Subamostragem, sobreamostragem e Drizzle
O aspecto de uma estrela reflete, na verdade, a relação de correspondência entre os pixels da câmera e a distância focal do telescópio. Essa relação de correspondência é justamente a “amostragem” (sampling), e tanto quando é grossa demais quanto quando é fina demais deixa marcas nas estrelas. Este artigo trata da subamostragem (under sample), da sobreamostragem (over sample) e do Drizzle, que se torna útil quando há subamostragem.
Ler a amostragem a partir das estrelas: blocos vs. estrelas inchadas
Uma mesma câmera, acoplada a sistemas de distâncias focais diferentes, apresenta estrelas de aspecto radicalmente distinto:

- Subamostragem (under sample): por exemplo, o canal Ha de uma FSQ-106; como os pixels do CCD são relativamente grandes demais, as estrelas ficam quadradas (blocky star).
- Sobreamostragem (over sample): o canal L dessa mesma câmera acoplada a uma CDK24; aí as estrelas ficam, ao contrário, muito inchadas (bloated star).
Esses dois são as duas direções extremas de um descompasso entre o tamanho de pixel da câmera e a distância focal do sistema.
Drizzle: recuperar os detalhes perdidos pela subamostragem
As estrelas em bloco causadas pela subamostragem podem ser melhoradas com a Drizzle Integration. Mas o Drizzle não é algo que se possa usar em qualquer lugar; ele tem três requisitos:
- Ter frames em quantidade suficiente.
- Os próprios dados estarem em subamostragem (under sample).
- Ter feito Dither (pequenos deslocamentos entre as poses) durante a captura.
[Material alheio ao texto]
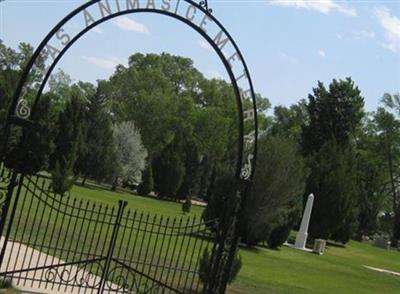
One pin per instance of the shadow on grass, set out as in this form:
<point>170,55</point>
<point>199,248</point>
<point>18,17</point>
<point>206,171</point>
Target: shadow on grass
<point>337,245</point>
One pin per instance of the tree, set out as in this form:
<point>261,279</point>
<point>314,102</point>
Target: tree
<point>371,177</point>
<point>130,152</point>
<point>333,113</point>
<point>12,63</point>
<point>277,189</point>
<point>388,128</point>
<point>147,184</point>
<point>68,142</point>
<point>169,171</point>
<point>328,140</point>
<point>332,181</point>
<point>97,159</point>
<point>187,205</point>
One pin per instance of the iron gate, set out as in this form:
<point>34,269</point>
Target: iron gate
<point>60,244</point>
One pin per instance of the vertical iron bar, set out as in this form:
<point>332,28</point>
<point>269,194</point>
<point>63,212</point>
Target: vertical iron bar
<point>179,256</point>
<point>4,214</point>
<point>147,245</point>
<point>173,254</point>
<point>187,253</point>
<point>121,207</point>
<point>9,196</point>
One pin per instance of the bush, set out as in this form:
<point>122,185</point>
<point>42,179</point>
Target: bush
<point>147,184</point>
<point>220,203</point>
<point>279,235</point>
<point>277,190</point>
<point>169,171</point>
<point>187,205</point>
<point>205,268</point>
<point>62,179</point>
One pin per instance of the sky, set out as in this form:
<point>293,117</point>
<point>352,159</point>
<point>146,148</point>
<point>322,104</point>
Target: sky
<point>288,45</point>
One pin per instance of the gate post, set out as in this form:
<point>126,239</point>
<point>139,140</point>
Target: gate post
<point>121,208</point>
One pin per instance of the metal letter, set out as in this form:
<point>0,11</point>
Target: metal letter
<point>188,16</point>
<point>52,51</point>
<point>105,9</point>
<point>167,5</point>
<point>232,58</point>
<point>220,43</point>
<point>88,18</point>
<point>61,35</point>
<point>132,4</point>
<point>204,23</point>
<point>151,3</point>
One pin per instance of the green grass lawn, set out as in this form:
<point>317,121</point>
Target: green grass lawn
<point>339,270</point>
<point>135,202</point>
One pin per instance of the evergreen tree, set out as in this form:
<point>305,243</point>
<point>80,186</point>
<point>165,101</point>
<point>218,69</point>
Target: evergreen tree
<point>169,171</point>
<point>328,139</point>
<point>68,141</point>
<point>147,184</point>
<point>332,180</point>
<point>97,159</point>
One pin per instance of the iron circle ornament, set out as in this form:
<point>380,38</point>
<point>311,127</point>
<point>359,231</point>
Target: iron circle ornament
<point>198,16</point>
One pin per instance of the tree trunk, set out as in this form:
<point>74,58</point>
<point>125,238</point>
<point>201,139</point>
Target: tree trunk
<point>396,222</point>
<point>115,184</point>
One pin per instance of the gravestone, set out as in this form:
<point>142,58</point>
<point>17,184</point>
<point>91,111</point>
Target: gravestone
<point>302,235</point>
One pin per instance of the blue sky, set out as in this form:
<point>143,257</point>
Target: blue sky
<point>288,44</point>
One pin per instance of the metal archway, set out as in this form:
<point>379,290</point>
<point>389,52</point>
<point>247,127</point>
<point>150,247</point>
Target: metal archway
<point>197,16</point>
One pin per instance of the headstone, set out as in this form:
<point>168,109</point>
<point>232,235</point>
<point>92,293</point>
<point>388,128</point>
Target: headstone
<point>382,242</point>
<point>319,246</point>
<point>302,235</point>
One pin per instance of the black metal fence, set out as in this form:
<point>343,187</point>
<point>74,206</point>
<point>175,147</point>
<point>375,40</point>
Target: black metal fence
<point>60,244</point>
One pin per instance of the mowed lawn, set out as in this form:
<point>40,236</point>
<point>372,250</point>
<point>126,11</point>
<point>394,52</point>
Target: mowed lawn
<point>142,204</point>
<point>339,270</point>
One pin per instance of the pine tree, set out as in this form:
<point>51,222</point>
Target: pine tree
<point>68,142</point>
<point>169,171</point>
<point>147,184</point>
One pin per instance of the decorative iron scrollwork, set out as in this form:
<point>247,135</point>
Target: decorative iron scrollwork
<point>121,279</point>
<point>73,277</point>
<point>23,110</point>
<point>247,169</point>
<point>204,4</point>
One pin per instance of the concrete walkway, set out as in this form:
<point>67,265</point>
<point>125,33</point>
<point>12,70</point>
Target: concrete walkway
<point>20,257</point>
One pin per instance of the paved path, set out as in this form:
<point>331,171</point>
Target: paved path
<point>19,256</point>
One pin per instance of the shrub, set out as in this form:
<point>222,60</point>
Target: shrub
<point>279,235</point>
<point>187,205</point>
<point>278,188</point>
<point>147,184</point>
<point>205,268</point>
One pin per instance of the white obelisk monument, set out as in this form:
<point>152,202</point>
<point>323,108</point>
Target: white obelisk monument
<point>302,235</point>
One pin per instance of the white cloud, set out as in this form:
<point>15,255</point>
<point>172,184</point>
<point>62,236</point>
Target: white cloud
<point>212,74</point>
<point>288,57</point>
<point>391,25</point>
<point>97,30</point>
<point>204,44</point>
<point>104,63</point>
<point>364,35</point>
<point>127,24</point>
<point>322,6</point>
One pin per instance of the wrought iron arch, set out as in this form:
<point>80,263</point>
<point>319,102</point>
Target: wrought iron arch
<point>20,112</point>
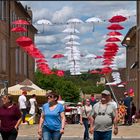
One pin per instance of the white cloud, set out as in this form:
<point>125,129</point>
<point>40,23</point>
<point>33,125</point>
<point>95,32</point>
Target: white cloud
<point>62,15</point>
Há ainda uma observação de operação: antes de usar a Drizzle Integration do PixInsight, lembre-se de executar primeiro uma vez a Image Integration, para que o Drizzle disponha dos dados-base corretos.
Um equívoco comum: estrelas grandes no canal L não são necessariamente um problema de amostragem
Aproveito para esclarecer um fenômeno frequentemente mal compreendido. Um colega de hobby, depois de mudar para uma câmera monocromática, tinha a impressão de que as estrelas do canal L eram sempre grandes e não encolhiam de forma perceptível nem girando o focalizador, e por isso achava que havia um problema de foco ou de amostragem. Comparei dados de dois sistemas diferentes — um conjunto de dados sobreamostrados de um CDK 17″ e um conjunto de dados subamostrados de uma TOA130, todos frames individuais de cinco minutos.

O resultado mostra: além de ter uma energia relativamente mais forte, as estrelas do canal de luminância (L) na verdade não são muito maiores do que as dos canais RGB, e a PSF das estrelas LRGB pertence, em princípio, ao mesmo tipo. (Vale a pena mencionar que, no primeiro conjunto, as estrelas Ha e as LRGB eram, sim, de tipos diferentes.) Portanto, o fato de as estrelas L parecerem grandes deve-se, muitas vezes, apenas ao fato de o seu sinal ser forte e de elas se destacarem após o stretch — não necessariamente a um problema de amostragem ou de foco.